Kur’an-ı Kerim insanların dünya yaşamlarını düzenleyen ve ahiret hayatı ile ilgili bilgi veren İlahi bir kitaptır.
İlahi kitaplar ve Peygamberler olmasaydı insanlar sapıklıktan kurtulamazlardı.
İnsanlığı zulmetten nura çıkaran Kur’ani mesajlardır.
Birey, toplum ve insanlık için neler zararlı ise Kur’an onları yasaklamıştır.
Yüce Allah nelerin yapılmasını emretmişse mutlaka insanlık için onlarda hayır vardır.
Yazımıza başlık yaptığımız “Fuhuş ve Zina” da dinimizce yasak kılınan fiillerdendir.
Fuhuş; her türlü hayasızlığın ve iffetsizliğin ifadesidir.
Zina; aralarında nikah bağı bulunmayan kadın ve erkeğin cinsel beraberliklerine denir.
Fuhuş ve zina; toplumun sadakatini ve ailenin huzurunu bozan kusurlardandır.
Bunlar ayrıca büyük günahlardan sayılır.
Şehveti, nefsin arzusu için kullanmak zinayı tetikleyen bir anlayıştır.
Halbuki ! Şehvet nefis için değil, nesil için yaratılmış bir duygudur.
Zina yolu ile nefsini dinlendirmek isteyenler, hem neslini hem de nefsini ifsat ederler.
Nefsin ıslahını arzulamak nikah akdini de beraberinde getirir.
Nikahsız beraberlikler, bereketi kaldırır.
Allahın emrettiği nikahta, mutlaka hikmetler ve ibretler söz konusudur.
Ailenin çekirdeğini eşler oluşturur.
Sağlıklı nesiller de aile yuvasında yetişir.

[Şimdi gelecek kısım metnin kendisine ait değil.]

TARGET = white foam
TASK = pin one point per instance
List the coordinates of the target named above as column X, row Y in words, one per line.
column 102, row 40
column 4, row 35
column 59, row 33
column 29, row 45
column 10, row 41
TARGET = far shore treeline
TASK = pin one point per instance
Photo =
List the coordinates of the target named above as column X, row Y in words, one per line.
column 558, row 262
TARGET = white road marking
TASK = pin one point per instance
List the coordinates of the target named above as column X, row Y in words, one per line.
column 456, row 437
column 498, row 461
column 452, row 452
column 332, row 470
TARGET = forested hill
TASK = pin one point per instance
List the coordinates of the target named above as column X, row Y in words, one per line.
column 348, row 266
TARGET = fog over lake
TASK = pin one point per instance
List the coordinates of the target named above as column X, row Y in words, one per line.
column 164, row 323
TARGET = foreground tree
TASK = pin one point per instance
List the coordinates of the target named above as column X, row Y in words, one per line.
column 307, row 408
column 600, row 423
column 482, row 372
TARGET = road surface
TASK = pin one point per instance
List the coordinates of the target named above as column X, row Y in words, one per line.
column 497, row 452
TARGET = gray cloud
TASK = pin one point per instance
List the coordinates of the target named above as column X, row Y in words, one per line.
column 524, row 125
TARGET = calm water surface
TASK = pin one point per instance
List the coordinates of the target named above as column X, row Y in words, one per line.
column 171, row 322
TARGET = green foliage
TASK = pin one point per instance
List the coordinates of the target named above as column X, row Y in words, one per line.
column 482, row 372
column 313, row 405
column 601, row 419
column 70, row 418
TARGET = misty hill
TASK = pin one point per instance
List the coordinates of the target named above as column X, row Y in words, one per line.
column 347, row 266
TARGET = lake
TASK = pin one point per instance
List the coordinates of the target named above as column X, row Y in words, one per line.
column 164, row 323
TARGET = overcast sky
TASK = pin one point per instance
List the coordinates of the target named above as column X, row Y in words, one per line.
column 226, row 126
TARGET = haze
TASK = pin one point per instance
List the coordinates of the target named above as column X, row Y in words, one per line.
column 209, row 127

Geleceğin toplumunu oluşturacak çocuklar, ilk terbiyelerini aile yuvasında alır.
Ailede sevgi varsa huzur da vardır.
Aileleri dağıtan sevgisizliktir.
Sevgisizliğin nedeni de zina ve fuhuştur çoğu kere.
Bu günahlar nedeniyle aileler dağılır. Çocuklar perişan olur.
Bunun için de, zina’ya yaklaşmak Kur’anda yasaklanmıştır.
Zinaya götüren bütün etkenler haramdır.
Cinsel içerikli bakışlardan tutun, karşı cinsleri birbirine yaklaştıracak tüm tutum, davranış, söz ve giyimler haramdır.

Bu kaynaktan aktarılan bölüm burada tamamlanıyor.